As a kid my dad ALWAYS told me ABOUT Mexicans being lynched from Az to Tx. I was ALWAYS curious but UNABLE to find any information on this subject, until I ran across this book and a couple of others. Great book, but what a horrific chapter in US History THAT IS NOT TAUGHT AND SHOULD BE!
Forgotten Dead explores the little known history of mob violence in the American Southwest. The authors meticulously research newspapers and other early sources to expertly craft a factual narrative of mob violence and lynchings of Mexican and Mexican American people, often at the hands of white mobs. The current political climate and anti immigration rhetoric harkens back to the racism displayed, primarily, in the American South and Southwest. This book should be required reading at high schools and colleges to build a better understanding of who we are as Americans and how we can do better as a nation.
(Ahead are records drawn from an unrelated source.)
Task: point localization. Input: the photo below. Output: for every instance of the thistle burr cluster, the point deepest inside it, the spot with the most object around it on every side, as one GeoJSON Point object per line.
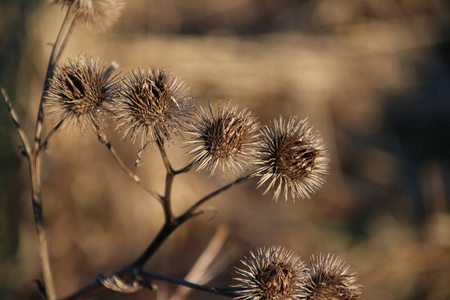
{"type": "Point", "coordinates": [82, 91]}
{"type": "Point", "coordinates": [276, 273]}
{"type": "Point", "coordinates": [152, 104]}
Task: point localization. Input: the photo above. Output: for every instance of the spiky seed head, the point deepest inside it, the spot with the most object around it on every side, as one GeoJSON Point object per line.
{"type": "Point", "coordinates": [224, 138]}
{"type": "Point", "coordinates": [81, 91]}
{"type": "Point", "coordinates": [273, 273]}
{"type": "Point", "coordinates": [292, 157]}
{"type": "Point", "coordinates": [153, 103]}
{"type": "Point", "coordinates": [332, 279]}
{"type": "Point", "coordinates": [97, 15]}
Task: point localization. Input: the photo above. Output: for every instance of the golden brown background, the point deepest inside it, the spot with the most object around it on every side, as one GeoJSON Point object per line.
{"type": "Point", "coordinates": [373, 76]}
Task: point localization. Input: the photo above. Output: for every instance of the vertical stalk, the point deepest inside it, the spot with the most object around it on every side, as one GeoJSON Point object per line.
{"type": "Point", "coordinates": [35, 177]}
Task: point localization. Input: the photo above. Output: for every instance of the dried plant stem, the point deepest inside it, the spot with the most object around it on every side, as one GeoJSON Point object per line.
{"type": "Point", "coordinates": [168, 228]}
{"type": "Point", "coordinates": [15, 118]}
{"type": "Point", "coordinates": [104, 140]}
{"type": "Point", "coordinates": [167, 206]}
{"type": "Point", "coordinates": [35, 177]}
{"type": "Point", "coordinates": [192, 210]}
{"type": "Point", "coordinates": [201, 270]}
{"type": "Point", "coordinates": [228, 292]}
{"type": "Point", "coordinates": [57, 49]}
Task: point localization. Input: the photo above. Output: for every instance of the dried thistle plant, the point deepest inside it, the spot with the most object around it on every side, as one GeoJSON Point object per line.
{"type": "Point", "coordinates": [81, 91]}
{"type": "Point", "coordinates": [273, 273]}
{"type": "Point", "coordinates": [292, 158]}
{"type": "Point", "coordinates": [154, 103]}
{"type": "Point", "coordinates": [332, 279]}
{"type": "Point", "coordinates": [288, 155]}
{"type": "Point", "coordinates": [224, 138]}
{"type": "Point", "coordinates": [97, 15]}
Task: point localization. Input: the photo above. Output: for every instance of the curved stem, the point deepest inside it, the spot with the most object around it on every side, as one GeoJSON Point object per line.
{"type": "Point", "coordinates": [16, 120]}
{"type": "Point", "coordinates": [35, 177]}
{"type": "Point", "coordinates": [54, 56]}
{"type": "Point", "coordinates": [49, 136]}
{"type": "Point", "coordinates": [168, 228]}
{"type": "Point", "coordinates": [184, 169]}
{"type": "Point", "coordinates": [224, 291]}
{"type": "Point", "coordinates": [163, 234]}
{"type": "Point", "coordinates": [191, 211]}
{"type": "Point", "coordinates": [104, 140]}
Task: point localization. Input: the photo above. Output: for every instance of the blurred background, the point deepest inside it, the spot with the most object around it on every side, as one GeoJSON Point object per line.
{"type": "Point", "coordinates": [372, 76]}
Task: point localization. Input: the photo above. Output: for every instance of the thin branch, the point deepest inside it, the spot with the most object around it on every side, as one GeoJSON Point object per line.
{"type": "Point", "coordinates": [164, 156]}
{"type": "Point", "coordinates": [168, 228]}
{"type": "Point", "coordinates": [104, 140]}
{"type": "Point", "coordinates": [55, 54]}
{"type": "Point", "coordinates": [191, 211]}
{"type": "Point", "coordinates": [64, 43]}
{"type": "Point", "coordinates": [163, 234]}
{"type": "Point", "coordinates": [224, 291]}
{"type": "Point", "coordinates": [184, 170]}
{"type": "Point", "coordinates": [49, 136]}
{"type": "Point", "coordinates": [201, 271]}
{"type": "Point", "coordinates": [35, 176]}
{"type": "Point", "coordinates": [167, 203]}
{"type": "Point", "coordinates": [15, 118]}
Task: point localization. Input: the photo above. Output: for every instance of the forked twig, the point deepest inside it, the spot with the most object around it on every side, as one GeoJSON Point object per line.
{"type": "Point", "coordinates": [104, 140]}
{"type": "Point", "coordinates": [15, 118]}
{"type": "Point", "coordinates": [200, 271]}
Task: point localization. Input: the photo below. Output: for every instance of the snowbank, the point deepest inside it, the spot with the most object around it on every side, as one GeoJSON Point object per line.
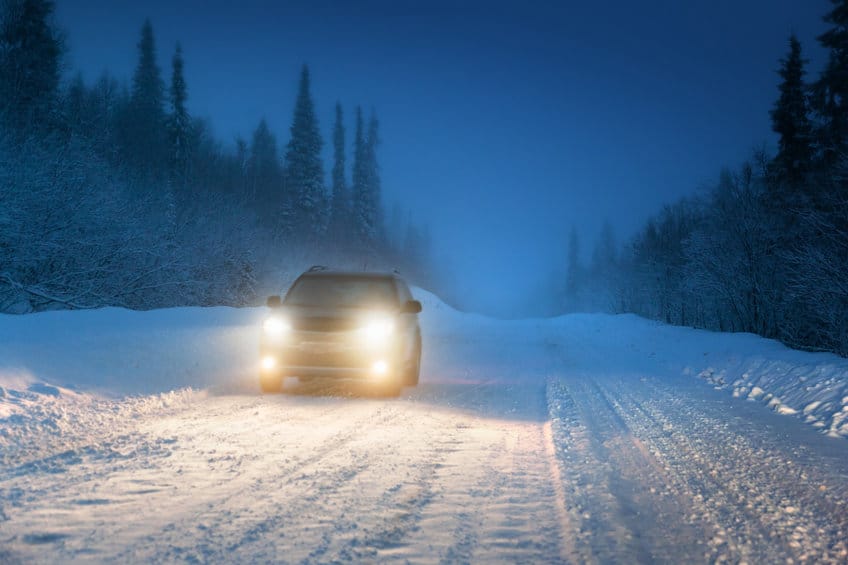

My 3rd great grandmother was, along with her 2nd husband and infant daughter, three of the lynched victims in this book. My 2nd great grandmother and her brother were survivors, and the event has defined that part of my family's lineage till present day.
I'm so thankful to this book for illuminating a part of history that so many Americans are ignorant of.
It's my opinion that it should be a part of history education for every American.
After reading this book, I wrote the following to the authors: ' could not help but think of James Baldwin's review of "Uncle Tom's Cabin." I am not suggesting I am Baldwin, much less that this book is "Uncle Tom's Cabin," but it did recall the following quote: “Sentimentality, the ostentatious parading of excessive and spurious emotion, is the mark of dishonesty...the wet eyes of the sentimentalist betray his aversion to experience, his fear of life, his arid heart; and it is always, therefore, the signal of secret and violent humanity, the mark of cruelty.”